How to create a custom tabs automatically using R
The tab book export feature in Crunch (from Multitables view) produces a tab book for a single multitable, with a single filter (optional) and/or single weight (optional) applied. Whereas you can specify which variables you like, the export tab book feature in the web app doesn't allow you to create a series of custom tab books.
With R, however, you can create a series of custom tabs (as many as you like), which you can recombine into the one master custom tab book. This allows you to flexibly choose:
- whether you want one or more questions on each tab (going down the rows)
- whether you want a specific filter applied to a specific tab
- whether you want a specific weight applied to a specific tab
- allowing you to name a specific tab
The process is broken into distinct phases as follows:
- Set up your dataset: variable organizing, variable creation, multitable creation, filter creation, weight creation.
- Creating your tab book specification (in CSV) from the template attached here
- Running the R code in this article
- Recombining all the separate tabs into the one tab book (some suggestions for this in this article)

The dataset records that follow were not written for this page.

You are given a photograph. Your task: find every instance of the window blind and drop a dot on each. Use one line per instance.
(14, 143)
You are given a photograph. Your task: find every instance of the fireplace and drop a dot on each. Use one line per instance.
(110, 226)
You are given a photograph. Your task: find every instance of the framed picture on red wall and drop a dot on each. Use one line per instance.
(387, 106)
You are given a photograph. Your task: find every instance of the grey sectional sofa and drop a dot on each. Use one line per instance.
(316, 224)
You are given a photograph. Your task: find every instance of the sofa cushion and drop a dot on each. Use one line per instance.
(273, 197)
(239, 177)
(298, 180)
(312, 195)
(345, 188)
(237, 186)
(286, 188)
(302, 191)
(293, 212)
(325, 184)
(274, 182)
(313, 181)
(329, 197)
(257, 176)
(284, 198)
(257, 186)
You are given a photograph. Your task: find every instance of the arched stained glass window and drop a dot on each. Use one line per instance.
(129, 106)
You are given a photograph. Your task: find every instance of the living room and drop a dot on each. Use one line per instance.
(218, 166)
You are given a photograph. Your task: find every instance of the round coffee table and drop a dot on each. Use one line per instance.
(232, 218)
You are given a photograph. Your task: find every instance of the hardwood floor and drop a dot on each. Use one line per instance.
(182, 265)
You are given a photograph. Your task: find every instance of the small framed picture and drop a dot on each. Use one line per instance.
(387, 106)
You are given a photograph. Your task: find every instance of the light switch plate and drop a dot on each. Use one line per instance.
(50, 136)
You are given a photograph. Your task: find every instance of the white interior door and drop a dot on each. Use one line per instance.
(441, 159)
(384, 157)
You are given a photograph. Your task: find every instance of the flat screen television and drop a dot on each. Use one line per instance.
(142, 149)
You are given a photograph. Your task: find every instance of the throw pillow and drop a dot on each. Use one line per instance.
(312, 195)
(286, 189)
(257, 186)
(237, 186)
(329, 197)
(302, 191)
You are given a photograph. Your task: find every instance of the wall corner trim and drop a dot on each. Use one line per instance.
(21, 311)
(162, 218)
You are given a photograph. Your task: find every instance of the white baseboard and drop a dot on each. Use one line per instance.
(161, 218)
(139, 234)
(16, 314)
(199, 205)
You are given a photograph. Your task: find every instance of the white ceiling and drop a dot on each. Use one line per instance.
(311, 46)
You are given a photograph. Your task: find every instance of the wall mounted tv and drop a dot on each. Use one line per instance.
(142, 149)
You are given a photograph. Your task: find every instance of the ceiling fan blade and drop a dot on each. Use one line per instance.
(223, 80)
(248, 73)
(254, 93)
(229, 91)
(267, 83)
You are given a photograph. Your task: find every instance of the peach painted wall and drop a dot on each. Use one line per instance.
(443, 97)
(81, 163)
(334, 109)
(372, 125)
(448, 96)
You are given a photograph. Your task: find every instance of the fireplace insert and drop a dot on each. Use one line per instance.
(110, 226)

The first step - setting up your dataset - is covered sufficiently in many articles on this Help Center, so let's assume you've done that.
Creating your tab book specifications (in CSV template)

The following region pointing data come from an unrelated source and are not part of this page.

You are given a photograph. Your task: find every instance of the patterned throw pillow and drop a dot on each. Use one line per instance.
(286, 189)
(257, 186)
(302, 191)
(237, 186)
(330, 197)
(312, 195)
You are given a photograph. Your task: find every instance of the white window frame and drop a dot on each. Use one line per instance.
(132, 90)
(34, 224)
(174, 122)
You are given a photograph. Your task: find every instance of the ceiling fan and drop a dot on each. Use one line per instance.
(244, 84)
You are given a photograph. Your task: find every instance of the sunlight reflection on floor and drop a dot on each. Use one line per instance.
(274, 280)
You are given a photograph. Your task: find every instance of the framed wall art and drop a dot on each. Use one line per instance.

Creating your tab book spec is easy - simple download this CSV template: tab_book_spec_example.csv
- Each row (starting from the second row) is a separate tab.

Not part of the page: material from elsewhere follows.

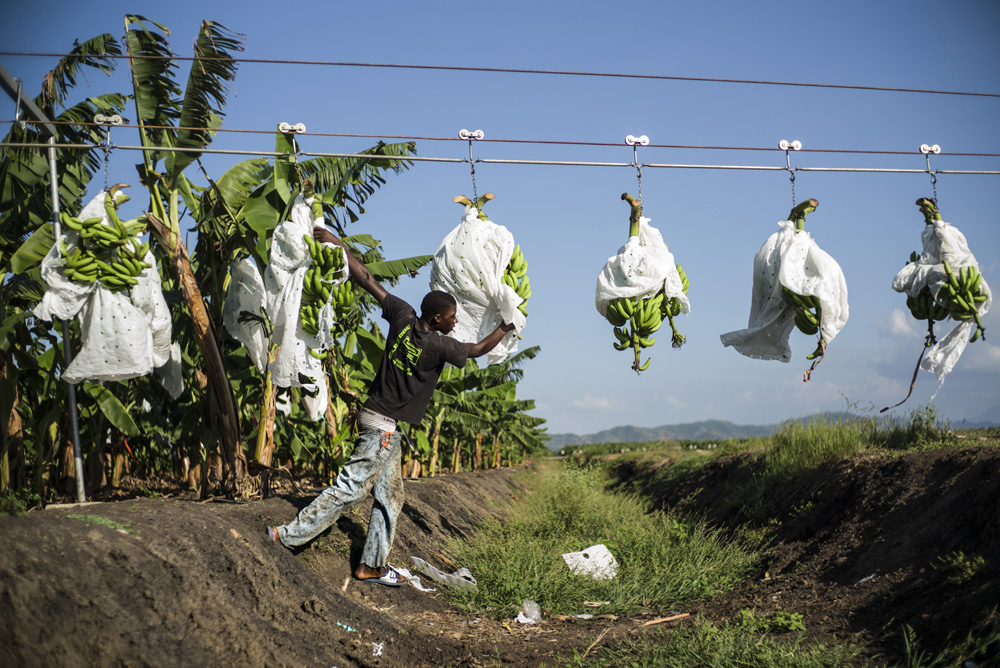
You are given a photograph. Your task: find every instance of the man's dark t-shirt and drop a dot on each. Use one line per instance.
(411, 364)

- In the rows columns you will specify which variables you want in the rows. In the R scripts provided there is a choice of specifying by Name (as per the image above) or by Alias. See below for the R Scripts. If you want multiple variables going down the rows on the one tab, simply using a comma to separate it. So in the example picture above, 3 variables are specified by name on row 2.
- In the multitable column, specify the name of your multitable
- Likewise for the filter and weight columns.
- The final column, title, can be whatever you like - this is simply the name of the output Excel file, which will have a number in front of it. So, for example, the second row in the above example will come out as "1 - My first table.xlxs"
Remember: R is cAsE SENitive... so be sure to be exact with upper and lower case characters and the use of spaces. You can't have any commas in the name of the variable (obviously).
Running the R code
Once you save the CSV into your working directory (which you can set from R Studio under the Session menu), then you need to run this code in the attached R scripts. There are two R scripts here. One allows you to specify the rows variables by Name and the other by Alias.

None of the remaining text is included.